Subsecretaria de Salud desmintió que enfermo de sida haya sido donante de sangre
Aseguró que no figura el nombre del sujeto en los registros de dadores.
Indicó que en Chile no existe riesgo de contagio por transfusión sanguínea.
Aseguró que no figura el nombre del sujeto en los registros de dadores.
Indicó que en Chile no existe riesgo de contagio por transfusión sanguínea.
La subsecretaria de Salud Pública, Jeannette Vega, desmintió que Mauricio Echeverría, quien se atendía en el Hospital de Iquique y que falleció de sida en marzo pasado, haya sido donante de sangre, ya que su nombre no figura en los registros nacionales.
El nuevo caso fue dado a conocer por familiares del sujeto, quienes indicaron que fue sólo a través de un examen de un laboratorio privado que se enteraron de que Echeverría padecía de la enfermedad e incluso habría sido dador de sangre.
Esta situación fue desmentida por la subsecretaria y aseguró que "no tenemos ninguno de nuestros registros nacionales (de banco de sangre) en ningún momento que (Echeverría) haya sido donante".
Vega aseveró que aunque esta persona haya donado, "no importa en el sentido de la seguridad de la sangre, porque nosotros testeamos toda la sangre para VIH y por lo tanto no hay ninguna posibilidad de que uno se infecte en este país VIH por transfusión".

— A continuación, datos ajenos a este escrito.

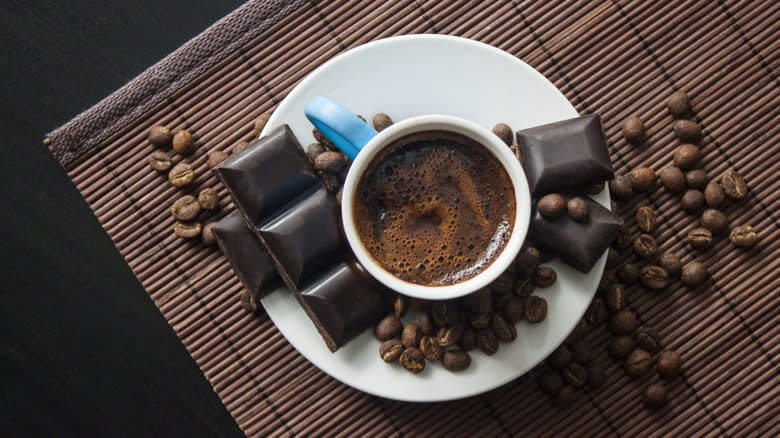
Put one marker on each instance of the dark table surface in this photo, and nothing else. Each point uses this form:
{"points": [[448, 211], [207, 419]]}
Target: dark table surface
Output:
{"points": [[83, 350]]}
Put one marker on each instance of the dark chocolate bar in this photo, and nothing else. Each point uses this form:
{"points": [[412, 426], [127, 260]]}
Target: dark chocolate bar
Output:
{"points": [[565, 156], [248, 257], [579, 244]]}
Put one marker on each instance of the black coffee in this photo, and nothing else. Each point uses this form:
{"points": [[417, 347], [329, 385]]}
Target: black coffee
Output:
{"points": [[435, 208]]}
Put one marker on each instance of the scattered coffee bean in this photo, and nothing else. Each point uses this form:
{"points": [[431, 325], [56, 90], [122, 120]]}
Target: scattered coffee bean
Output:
{"points": [[638, 363], [714, 195], [620, 347], [456, 360], [535, 309], [672, 179], [381, 121], [692, 201], [208, 199], [623, 322], [700, 239], [669, 364], [577, 209], [551, 206], [654, 396], [696, 179], [388, 328], [181, 175], [654, 277], [390, 350], [686, 156], [743, 236], [671, 264], [679, 105], [545, 276], [504, 132], [160, 136], [645, 245], [187, 230], [634, 130], [648, 339], [160, 161], [645, 219], [412, 360], [734, 186], [687, 131]]}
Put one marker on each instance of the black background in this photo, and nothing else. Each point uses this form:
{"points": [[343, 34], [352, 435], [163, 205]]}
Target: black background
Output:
{"points": [[83, 350]]}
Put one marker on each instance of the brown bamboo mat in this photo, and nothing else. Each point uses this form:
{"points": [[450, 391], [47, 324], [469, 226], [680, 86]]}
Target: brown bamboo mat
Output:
{"points": [[612, 57]]}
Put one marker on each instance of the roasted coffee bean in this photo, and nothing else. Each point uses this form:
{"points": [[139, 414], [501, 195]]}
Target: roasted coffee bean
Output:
{"points": [[686, 156], [669, 364], [381, 121], [411, 334], [208, 199], [648, 339], [388, 328], [620, 187], [620, 347], [734, 186], [714, 195], [504, 331], [551, 382], [692, 201], [628, 273], [673, 179], [687, 131], [185, 208], [431, 349], [642, 179], [654, 396], [412, 360], [679, 105], [160, 136], [654, 277], [638, 363], [448, 336], [390, 350], [694, 274], [671, 264], [616, 297], [504, 132], [645, 245], [456, 360], [560, 357], [634, 130], [597, 312], [696, 179], [700, 239], [623, 322], [183, 142], [743, 236], [545, 276], [187, 230], [577, 209], [575, 375], [487, 342], [160, 161], [181, 175], [551, 206], [535, 309]]}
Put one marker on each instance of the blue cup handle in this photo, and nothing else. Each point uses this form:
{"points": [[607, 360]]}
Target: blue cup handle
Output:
{"points": [[343, 128]]}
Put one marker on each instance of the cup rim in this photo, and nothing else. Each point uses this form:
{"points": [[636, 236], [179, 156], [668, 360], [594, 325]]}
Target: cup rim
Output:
{"points": [[476, 132]]}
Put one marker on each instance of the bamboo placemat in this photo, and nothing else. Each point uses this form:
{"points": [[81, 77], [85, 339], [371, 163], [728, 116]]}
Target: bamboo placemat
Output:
{"points": [[616, 58]]}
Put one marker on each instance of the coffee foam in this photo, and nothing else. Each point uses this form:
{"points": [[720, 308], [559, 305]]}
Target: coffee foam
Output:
{"points": [[434, 208]]}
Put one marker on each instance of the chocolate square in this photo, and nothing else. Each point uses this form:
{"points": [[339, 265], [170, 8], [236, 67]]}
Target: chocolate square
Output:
{"points": [[565, 156]]}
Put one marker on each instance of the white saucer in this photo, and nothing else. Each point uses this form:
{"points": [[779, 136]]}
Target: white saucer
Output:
{"points": [[429, 74]]}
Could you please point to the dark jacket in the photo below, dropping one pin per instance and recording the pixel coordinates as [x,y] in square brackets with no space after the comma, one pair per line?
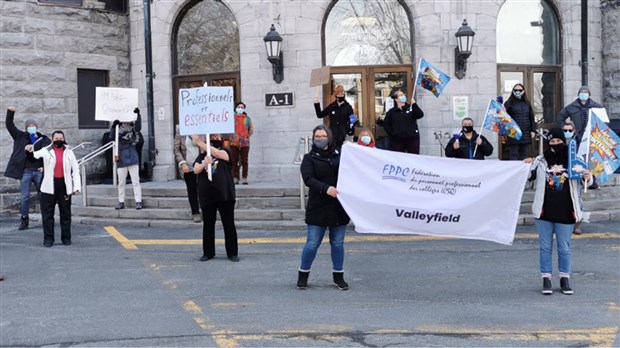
[338,119]
[319,169]
[523,114]
[20,159]
[128,139]
[402,124]
[467,147]
[575,111]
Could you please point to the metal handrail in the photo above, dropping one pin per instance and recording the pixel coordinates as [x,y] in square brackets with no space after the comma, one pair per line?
[82,162]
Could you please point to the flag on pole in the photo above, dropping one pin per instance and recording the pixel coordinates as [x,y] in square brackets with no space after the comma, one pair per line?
[498,121]
[431,78]
[600,147]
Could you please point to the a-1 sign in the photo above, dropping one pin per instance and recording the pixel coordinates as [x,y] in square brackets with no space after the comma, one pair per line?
[279,99]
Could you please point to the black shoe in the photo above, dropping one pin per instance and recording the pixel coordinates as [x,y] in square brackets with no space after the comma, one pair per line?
[566,290]
[339,281]
[302,280]
[547,287]
[24,224]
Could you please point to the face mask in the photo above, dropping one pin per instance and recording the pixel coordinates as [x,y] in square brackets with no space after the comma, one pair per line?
[321,143]
[468,129]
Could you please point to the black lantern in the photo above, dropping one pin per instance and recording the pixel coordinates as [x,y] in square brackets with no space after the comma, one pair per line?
[273,44]
[464,41]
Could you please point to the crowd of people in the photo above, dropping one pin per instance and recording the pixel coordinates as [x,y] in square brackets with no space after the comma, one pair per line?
[211,170]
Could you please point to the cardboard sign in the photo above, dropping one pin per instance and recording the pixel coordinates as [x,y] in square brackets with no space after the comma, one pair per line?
[319,76]
[206,110]
[115,104]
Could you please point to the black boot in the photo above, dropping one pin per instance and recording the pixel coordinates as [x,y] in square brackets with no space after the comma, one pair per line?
[24,224]
[566,290]
[339,281]
[302,280]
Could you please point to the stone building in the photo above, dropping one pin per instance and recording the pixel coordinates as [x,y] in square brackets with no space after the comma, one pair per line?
[54,52]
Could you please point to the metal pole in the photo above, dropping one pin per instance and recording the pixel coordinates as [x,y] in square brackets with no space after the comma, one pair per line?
[149,85]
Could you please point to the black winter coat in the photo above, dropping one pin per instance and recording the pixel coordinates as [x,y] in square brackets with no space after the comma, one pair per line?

Sin embargo, el cuñado del fallecido, Angel Alfaro, insistió en que Echeverría donó sangre a principios de 2007 y "eso hoy día se desconoce" y criticó que la subsecretaria haya dicho que los "antecedentes no existen, si ellos tampoco tienen los antecedentes (de) que el Instituto de Salud Pública de Chile sí fue informado" y señaló que no es posible que pueda "confirmar de que no están los antecedentes de que él fue un dador de sangre".
Por su parte, el diputado del Partido Socialista (PS) por la zona Fulvio Rossi llamó a las autoridades a asumir las responsabilidades que les corresponden por esta situación y criticó que quienes asumen "los costos y recibiendo la indignación justa de la gente (sean) los funcionarios de abajo".
Rossi fustigó a la ministra de Salud, María Soledad Barría por, a su juicio, minimizar la magnitud de lo sucedido en el Hospital de Iquique "tratando de achacar responsabilidad a las víctimas, echarle la culpa a la confidencialidad de la ley del Sida", ya que se trata de una enfermedad contagiosa y por lo tanto, atañe a la salud pública.